Kansas City could have a ninth (or even 10th) offensive lineman in the building, while still only having eight on his 53-man roster. This flexibility with Reiter and Johnson could come in handy if a young offensive lineman like Prince Teja Wanugu impressed him in pre-season – or if the team simply decided to bring together just eight of their attacking men due to numbers elsewhere.
Depth of offensive skill position
The Chiefs currently appear to be jam-packed on the run, wide reception and tight end – although camp injuries and pre-season performances sometimes prove that perception is a mirage. Ronald Jones and Gerek McKinnon, and wide receivers Josh Gordon, Justin Watson and Blake Bell, seem to have enough service time to avoid compromises if they are cut short at the end of camp.
Although these players appear firmly in the Chiefs’ plans for 2022, none of them are likely to generate much interest if they are cut back in August. Any candidate can be considered cut in order to create a roster space for injured players at the end of camp – only to be quickly re-signed when those players go to the injured reserve. (A player must be on the team’s opening roster of 53 players to be placed on the reserve/injured roster in the season.)
It would also not be surprising if one or two of these players would spend a few weeks in the coaching staff if they fell too low in the depth chart.
Veteran linebackers Jermaine Carter Jr. and Elijah Lee – and Dion Bush’s safety – will likely be looking over their shoulders from the moment they report to St. Joseph on Tuesday. In both draft and free agency, bosses invested severely in their positions.
If novice players such as linebacker Mike Rose or Salama Nazih Johnson play their part, their place on the list will come at the expense of a seasoned veteran. If Carter, Lee, and Bush are released in the final cut, they are unlikely to find an immediate market for their services — although Kansas City would be wise to consider keeping these veterans in the building.
Chiefs can also use the coaching staff to address their troubling lack of depth in EDGE. If no significant moves are made, it wouldn’t be surprising to see a player like the former Kansas City defender Alex Okafor end his signature with the coaching staff.
To be clear, this possibility is excessive Unlikely. But chiefs must be prepared to make a tough decision if full-back Shane Boychel edges out Chad Heaney as a long-back-up in pre-season.

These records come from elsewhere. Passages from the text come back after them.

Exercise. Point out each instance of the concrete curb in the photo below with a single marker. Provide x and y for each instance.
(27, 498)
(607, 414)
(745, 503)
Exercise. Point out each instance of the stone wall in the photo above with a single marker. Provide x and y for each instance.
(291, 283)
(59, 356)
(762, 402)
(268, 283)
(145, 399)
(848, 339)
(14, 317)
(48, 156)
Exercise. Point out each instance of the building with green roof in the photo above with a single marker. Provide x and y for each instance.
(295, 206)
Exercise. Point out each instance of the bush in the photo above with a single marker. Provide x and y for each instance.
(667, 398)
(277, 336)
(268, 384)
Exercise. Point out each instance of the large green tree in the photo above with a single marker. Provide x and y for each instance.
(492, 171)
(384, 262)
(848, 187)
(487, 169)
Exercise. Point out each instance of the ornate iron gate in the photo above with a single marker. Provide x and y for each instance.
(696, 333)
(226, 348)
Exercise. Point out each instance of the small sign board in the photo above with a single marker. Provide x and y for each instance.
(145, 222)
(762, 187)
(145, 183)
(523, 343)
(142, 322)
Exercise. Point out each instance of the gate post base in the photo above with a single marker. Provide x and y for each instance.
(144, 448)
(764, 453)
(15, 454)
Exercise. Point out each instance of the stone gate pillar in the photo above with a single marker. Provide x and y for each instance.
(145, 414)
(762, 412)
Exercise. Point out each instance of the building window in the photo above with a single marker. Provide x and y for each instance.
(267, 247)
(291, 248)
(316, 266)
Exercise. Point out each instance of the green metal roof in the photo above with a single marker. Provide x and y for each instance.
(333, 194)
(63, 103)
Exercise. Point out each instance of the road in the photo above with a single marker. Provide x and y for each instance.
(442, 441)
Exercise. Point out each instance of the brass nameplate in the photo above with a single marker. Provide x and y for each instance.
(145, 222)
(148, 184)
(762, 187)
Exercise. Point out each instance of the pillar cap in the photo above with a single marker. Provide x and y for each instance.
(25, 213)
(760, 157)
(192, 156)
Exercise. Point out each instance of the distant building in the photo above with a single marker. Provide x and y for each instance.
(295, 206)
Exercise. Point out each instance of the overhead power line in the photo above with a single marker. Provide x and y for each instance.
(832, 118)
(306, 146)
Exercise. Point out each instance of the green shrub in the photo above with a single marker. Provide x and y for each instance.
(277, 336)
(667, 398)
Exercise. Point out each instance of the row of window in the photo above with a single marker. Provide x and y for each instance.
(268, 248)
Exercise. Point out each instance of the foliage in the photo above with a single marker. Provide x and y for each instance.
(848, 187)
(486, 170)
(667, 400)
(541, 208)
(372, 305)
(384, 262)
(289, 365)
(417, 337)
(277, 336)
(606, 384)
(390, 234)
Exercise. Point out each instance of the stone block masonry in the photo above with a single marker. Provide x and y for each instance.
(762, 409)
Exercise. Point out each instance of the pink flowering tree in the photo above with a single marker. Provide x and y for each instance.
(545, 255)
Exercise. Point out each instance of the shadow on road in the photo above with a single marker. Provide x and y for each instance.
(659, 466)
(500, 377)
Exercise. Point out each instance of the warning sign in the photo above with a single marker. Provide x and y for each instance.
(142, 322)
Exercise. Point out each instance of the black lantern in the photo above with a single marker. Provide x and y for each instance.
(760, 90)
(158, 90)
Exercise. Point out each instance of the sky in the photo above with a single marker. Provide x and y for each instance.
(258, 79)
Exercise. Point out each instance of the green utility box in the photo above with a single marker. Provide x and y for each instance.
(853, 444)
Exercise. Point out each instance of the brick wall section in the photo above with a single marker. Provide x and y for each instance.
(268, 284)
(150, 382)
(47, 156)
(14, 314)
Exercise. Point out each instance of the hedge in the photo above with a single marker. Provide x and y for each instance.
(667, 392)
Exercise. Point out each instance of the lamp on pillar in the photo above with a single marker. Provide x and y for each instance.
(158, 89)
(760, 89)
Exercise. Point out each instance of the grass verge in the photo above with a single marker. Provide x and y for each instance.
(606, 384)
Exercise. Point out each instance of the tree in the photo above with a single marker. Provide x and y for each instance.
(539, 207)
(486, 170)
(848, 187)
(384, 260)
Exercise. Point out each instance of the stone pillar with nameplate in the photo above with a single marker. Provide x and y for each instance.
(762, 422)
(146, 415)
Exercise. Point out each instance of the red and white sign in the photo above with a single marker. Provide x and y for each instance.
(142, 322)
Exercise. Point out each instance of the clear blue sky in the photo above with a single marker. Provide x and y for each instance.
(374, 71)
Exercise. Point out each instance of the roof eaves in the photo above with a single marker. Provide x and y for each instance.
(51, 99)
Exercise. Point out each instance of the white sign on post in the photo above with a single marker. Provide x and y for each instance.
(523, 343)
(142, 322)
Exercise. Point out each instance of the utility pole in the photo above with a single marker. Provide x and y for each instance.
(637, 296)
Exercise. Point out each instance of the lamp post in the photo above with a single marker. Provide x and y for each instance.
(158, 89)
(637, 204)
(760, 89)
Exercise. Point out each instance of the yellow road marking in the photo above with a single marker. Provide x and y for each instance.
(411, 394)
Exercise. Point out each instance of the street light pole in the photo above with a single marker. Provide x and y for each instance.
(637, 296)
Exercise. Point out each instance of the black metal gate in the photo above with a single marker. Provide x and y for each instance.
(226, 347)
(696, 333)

Late last season, Kansas City signed Buechele to the active roster to prevent the Arizona Cardinals from stealing him from the coaching staff. On multiple off-season occasions, it has been He was seen working with rookie Patrick Mahomes.

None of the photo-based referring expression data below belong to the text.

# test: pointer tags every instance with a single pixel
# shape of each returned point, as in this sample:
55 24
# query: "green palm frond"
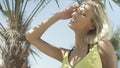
115 40
117 2
57 3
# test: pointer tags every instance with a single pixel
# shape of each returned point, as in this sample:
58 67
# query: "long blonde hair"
101 21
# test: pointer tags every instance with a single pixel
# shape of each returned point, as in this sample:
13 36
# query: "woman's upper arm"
107 54
46 48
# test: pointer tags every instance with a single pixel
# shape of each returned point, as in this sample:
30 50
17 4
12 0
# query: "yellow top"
91 60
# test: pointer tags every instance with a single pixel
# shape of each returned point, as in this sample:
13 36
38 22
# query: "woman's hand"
67 13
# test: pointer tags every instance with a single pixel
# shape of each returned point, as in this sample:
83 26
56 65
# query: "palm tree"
14 48
115 39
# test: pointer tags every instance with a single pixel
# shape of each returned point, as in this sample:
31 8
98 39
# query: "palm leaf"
57 3
115 40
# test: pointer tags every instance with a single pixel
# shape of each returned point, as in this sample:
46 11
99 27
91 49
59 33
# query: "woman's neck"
80 41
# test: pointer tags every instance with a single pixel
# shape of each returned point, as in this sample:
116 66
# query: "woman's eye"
84 14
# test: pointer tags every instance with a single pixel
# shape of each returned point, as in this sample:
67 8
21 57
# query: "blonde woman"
92 48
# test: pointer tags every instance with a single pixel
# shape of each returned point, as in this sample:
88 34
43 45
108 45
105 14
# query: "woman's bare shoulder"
107 54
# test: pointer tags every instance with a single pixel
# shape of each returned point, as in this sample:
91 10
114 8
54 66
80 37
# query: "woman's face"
82 18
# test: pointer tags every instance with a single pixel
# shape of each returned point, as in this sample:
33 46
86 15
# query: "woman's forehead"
84 7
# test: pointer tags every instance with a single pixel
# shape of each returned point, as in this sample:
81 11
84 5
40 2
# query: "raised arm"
34 36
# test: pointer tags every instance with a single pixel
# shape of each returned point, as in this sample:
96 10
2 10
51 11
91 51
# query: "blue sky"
59 34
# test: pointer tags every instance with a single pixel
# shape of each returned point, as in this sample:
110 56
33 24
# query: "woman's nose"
74 14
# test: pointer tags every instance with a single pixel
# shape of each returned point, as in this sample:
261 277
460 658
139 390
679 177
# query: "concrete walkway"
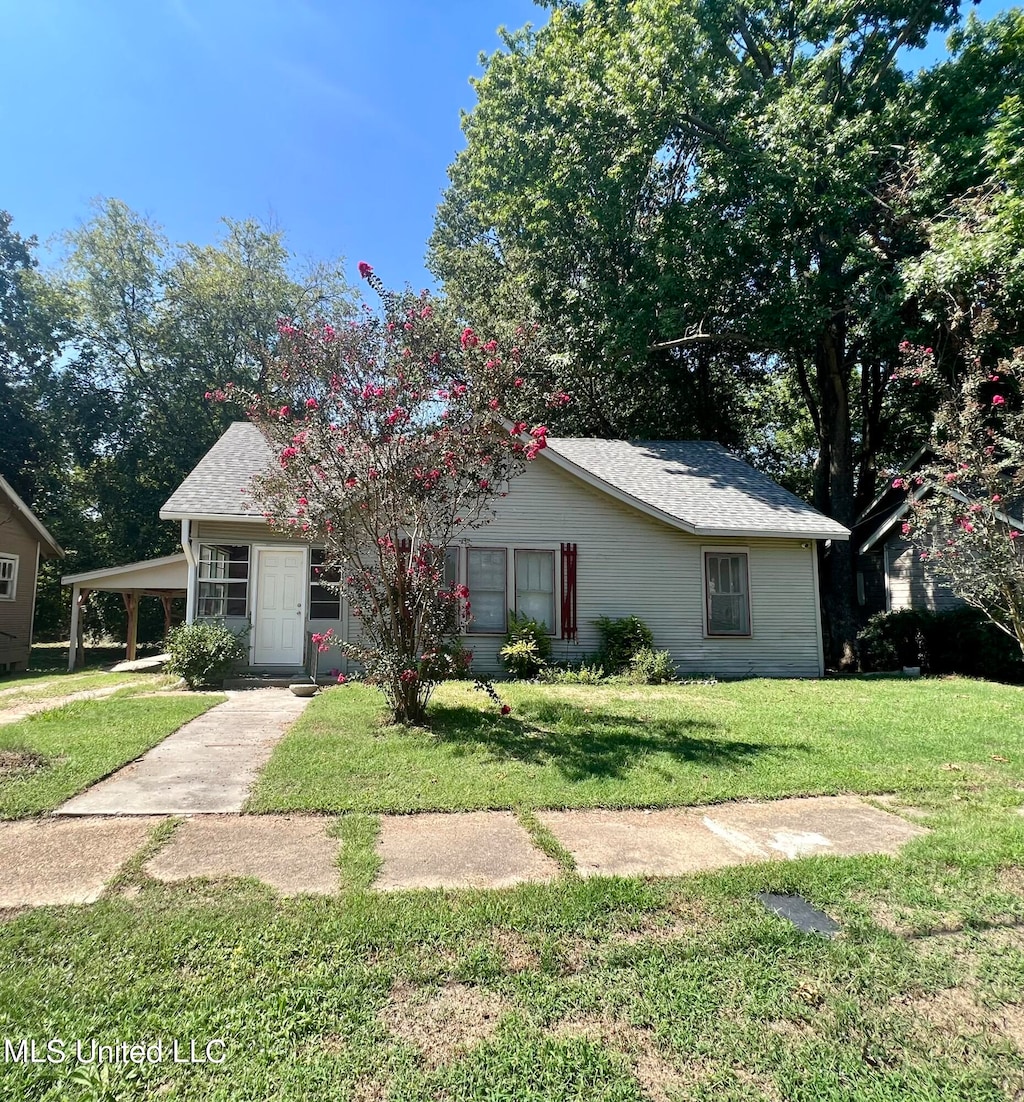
206 766
67 861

In a league that never has enough quarterback talent to stick around, Buechele might be the boss probably To claim exemptions – or have the coaching team signed by another team. While Buechele on the roster would likely keep the team three quarterbacks in the 53rd, Henne could reasonably agree to stay with the team’s coaching staff — just as Matt Moore did in 2020. Chiefs would eat more than $3 million By cutting Henne, but Buechele’s minimum salary would make the repercussions of the cap fairly small. If cut, the 37-year-old would most likely retire – but as the saying goes, “Henny, it’s possible.”